Les beaux paysages du Xinjiang
Ville phare au Xinjiang en matière de qualité de l'air, Urumqi fait aujourd'hui des émules. Maintenant, chaque lieu de la région autonome exploite davantage les énergies propres, de même qu'il subventionne la construction de villes, zones et entreprises à faible empreinte carbone.

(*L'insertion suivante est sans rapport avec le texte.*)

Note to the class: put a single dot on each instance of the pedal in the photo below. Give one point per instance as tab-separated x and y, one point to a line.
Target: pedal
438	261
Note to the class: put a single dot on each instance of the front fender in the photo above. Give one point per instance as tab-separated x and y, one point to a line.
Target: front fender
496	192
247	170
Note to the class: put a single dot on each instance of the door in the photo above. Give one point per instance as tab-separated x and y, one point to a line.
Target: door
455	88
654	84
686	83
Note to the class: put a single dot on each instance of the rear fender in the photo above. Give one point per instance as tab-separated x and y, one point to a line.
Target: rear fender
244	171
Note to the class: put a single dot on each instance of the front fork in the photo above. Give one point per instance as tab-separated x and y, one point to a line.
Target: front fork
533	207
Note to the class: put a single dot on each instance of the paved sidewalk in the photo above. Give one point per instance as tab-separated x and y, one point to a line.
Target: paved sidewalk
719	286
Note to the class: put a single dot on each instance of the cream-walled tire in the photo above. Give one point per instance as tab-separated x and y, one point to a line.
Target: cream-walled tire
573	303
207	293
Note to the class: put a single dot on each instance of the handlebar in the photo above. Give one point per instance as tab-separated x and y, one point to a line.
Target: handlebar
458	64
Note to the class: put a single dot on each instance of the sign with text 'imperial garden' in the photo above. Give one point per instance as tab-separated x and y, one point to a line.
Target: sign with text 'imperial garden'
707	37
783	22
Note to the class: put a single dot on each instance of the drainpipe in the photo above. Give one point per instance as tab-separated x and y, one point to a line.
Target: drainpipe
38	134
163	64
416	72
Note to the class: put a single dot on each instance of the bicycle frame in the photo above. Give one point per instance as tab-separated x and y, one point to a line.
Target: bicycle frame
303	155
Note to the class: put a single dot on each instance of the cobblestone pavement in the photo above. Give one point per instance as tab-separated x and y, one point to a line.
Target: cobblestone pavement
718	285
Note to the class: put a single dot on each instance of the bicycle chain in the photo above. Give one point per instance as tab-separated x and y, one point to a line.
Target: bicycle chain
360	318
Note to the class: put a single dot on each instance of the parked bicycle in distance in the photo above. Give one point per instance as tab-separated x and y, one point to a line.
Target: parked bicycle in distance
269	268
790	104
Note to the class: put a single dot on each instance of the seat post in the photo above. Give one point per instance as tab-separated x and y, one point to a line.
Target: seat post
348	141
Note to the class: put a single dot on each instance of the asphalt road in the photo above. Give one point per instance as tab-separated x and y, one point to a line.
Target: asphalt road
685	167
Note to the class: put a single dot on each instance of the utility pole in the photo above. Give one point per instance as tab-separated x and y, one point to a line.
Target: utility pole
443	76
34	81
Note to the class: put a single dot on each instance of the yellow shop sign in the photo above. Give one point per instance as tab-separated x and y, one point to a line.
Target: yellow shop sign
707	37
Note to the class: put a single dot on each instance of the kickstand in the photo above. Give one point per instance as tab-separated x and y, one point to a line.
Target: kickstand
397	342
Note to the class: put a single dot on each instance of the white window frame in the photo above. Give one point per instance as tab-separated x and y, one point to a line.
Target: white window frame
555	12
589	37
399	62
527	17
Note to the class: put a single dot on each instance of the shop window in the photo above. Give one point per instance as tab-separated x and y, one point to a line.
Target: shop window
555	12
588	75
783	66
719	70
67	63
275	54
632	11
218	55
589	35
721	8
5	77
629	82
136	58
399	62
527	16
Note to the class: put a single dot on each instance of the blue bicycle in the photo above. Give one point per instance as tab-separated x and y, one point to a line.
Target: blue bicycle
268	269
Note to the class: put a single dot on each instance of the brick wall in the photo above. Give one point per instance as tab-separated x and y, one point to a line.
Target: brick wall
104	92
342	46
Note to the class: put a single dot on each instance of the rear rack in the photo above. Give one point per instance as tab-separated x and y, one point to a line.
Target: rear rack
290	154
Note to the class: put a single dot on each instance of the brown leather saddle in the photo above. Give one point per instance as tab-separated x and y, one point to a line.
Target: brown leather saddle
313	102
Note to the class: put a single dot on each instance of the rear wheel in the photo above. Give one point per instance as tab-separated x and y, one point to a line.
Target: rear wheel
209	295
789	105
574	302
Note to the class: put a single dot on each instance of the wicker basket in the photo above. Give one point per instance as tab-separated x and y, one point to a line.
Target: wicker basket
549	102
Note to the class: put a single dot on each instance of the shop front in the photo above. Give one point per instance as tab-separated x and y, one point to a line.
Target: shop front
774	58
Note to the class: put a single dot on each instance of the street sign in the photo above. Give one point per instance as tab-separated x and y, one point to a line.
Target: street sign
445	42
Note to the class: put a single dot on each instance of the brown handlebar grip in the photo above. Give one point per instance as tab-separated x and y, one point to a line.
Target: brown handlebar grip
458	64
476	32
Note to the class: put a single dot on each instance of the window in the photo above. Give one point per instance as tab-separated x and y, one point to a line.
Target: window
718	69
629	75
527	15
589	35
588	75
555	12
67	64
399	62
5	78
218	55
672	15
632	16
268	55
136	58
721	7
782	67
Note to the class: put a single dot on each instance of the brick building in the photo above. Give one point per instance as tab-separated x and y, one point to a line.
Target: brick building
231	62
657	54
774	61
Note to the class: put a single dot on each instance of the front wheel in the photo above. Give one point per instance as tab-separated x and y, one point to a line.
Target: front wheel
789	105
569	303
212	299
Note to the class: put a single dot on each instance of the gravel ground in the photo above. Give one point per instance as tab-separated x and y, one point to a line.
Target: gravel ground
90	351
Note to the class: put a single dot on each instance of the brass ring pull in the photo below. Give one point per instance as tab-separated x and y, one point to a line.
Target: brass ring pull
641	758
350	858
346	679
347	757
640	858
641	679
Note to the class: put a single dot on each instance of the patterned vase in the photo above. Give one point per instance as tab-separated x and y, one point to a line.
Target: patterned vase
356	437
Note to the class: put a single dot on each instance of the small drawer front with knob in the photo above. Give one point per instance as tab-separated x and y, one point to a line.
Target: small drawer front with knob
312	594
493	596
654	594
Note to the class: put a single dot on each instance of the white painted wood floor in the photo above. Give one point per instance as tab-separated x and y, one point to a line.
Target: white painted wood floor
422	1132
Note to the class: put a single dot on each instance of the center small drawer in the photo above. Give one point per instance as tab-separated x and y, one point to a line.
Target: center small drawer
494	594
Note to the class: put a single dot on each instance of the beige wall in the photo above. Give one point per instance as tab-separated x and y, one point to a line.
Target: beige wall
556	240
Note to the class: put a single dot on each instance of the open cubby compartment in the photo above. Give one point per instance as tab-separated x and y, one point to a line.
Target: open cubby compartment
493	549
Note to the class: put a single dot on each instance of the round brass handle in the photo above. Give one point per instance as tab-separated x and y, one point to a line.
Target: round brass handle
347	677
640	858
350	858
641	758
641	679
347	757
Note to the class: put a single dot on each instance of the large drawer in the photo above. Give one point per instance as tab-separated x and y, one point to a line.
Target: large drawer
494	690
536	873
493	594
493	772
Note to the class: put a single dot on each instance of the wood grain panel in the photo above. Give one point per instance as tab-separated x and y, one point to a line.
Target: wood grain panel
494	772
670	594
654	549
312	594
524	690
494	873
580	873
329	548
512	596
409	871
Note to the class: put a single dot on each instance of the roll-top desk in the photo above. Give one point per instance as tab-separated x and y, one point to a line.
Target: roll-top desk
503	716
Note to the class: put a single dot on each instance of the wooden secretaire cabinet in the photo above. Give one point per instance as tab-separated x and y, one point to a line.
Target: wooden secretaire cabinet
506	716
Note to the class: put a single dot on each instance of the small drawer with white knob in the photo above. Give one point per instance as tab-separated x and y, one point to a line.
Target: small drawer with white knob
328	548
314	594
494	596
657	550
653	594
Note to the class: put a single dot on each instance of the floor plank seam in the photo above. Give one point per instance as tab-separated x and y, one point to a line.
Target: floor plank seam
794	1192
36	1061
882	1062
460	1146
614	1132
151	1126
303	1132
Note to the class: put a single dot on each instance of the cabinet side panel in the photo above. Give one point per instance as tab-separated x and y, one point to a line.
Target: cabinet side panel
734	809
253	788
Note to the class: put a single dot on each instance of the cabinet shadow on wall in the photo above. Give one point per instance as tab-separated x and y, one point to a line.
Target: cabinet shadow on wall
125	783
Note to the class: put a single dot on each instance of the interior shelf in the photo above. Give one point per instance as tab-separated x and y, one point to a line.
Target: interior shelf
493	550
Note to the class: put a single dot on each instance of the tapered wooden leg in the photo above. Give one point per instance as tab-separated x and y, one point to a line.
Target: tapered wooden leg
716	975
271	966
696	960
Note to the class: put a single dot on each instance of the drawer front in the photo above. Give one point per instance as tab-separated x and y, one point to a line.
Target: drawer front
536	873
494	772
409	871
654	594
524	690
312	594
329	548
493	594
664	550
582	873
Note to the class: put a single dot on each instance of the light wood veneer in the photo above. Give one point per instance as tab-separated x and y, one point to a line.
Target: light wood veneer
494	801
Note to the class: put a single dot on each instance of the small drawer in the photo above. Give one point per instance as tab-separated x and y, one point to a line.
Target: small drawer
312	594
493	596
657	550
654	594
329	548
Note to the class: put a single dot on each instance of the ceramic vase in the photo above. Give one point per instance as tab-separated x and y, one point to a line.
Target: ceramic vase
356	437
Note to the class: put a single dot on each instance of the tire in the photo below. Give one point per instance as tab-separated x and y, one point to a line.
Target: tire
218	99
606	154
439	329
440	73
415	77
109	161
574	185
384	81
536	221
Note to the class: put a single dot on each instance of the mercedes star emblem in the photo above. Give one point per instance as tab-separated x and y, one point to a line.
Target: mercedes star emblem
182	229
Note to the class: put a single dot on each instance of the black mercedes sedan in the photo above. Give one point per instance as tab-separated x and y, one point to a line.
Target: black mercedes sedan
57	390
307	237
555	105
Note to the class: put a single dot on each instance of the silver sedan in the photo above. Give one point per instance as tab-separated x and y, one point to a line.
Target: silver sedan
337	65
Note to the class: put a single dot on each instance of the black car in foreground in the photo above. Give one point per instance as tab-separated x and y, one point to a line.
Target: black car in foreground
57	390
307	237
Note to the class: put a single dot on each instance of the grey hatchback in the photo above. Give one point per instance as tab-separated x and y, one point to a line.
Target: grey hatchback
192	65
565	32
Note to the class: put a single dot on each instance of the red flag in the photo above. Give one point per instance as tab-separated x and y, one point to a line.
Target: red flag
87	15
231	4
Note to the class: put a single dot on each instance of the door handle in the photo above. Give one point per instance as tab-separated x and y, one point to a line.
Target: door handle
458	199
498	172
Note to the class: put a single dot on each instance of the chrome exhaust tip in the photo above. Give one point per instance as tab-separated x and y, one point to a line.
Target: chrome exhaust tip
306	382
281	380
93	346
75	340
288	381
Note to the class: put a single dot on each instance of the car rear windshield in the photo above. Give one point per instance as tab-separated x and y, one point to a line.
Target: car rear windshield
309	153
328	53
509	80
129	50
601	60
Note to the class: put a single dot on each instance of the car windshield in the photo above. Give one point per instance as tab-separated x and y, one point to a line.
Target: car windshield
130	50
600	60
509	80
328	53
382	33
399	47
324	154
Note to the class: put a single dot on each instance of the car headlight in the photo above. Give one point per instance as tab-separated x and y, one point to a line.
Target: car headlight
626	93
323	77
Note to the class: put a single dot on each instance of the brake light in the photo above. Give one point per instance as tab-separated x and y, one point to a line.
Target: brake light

Kanas et ses eaux limpides
Le lac de Kanas, situé dans la région Altay du Xinjiang, est célèbre pour son eau aux magnifiques reflets, avec les montagnes verdoyantes en périphérie, sans oublier le monstre mystérieux qu'elle abriterait. Mais les touristes qui y affluent dégradent sérieusement ce lieu pittoresque.
Afin de protéger les beaux paysages de Kanas, le gouvernement local d'Altay a pris la décision de déménager une partie des hôtels à Jiadengyu, à 30 km du lac, afin de séparer site naturel et aire d'accueil touristique.
Selon le personnel du site Guanyutai (« plate-forme pour regarder les poissons »), un village était autrefois aménagé en face, sur l'autre rive du lac. Chacun des foyers faisait chambre d'hôtes, et leurs affaires étaient prospères. Mais le volume des eaux usées domestiques s'est peu à peu accru. Par mesure de précaution, le gouvernement a donné l'ordre de déplacer ce village. Il a été réinstallé du côté de Guanyutai, mais à distance du lac pour éviter de le polluer.
Le site Hemu de la zone touristique de Kanas a également mis en place un nouveau plan d'urbanisme, déménageant le bureau gouvernemental ainsi que les installations touristiques d'1,5 km. En outre, des stations d'épuration ont été construites ; des mesures ont été prises pour traiter sans danger les déchets présents sur le site, l'utilisation des énergies propres, comme l'éolien et le solaire, est vivement encouragée.
Le Xinjiang étant relativement pauvre en ressources hydriques, conserver l'eau est à présent l'objet principal du travail de protection de l'environnement de la région. Le lac de Bosten, le plus vaste du Xinjiang, est l'un des huit lacs pilotes nationaux en la matière. Depuis 2012, les lacs de Kanas, Ulungur et Sayram ont aussi ce statut de lacs pilotes à l'échelle de la région autonome du Xinjiang.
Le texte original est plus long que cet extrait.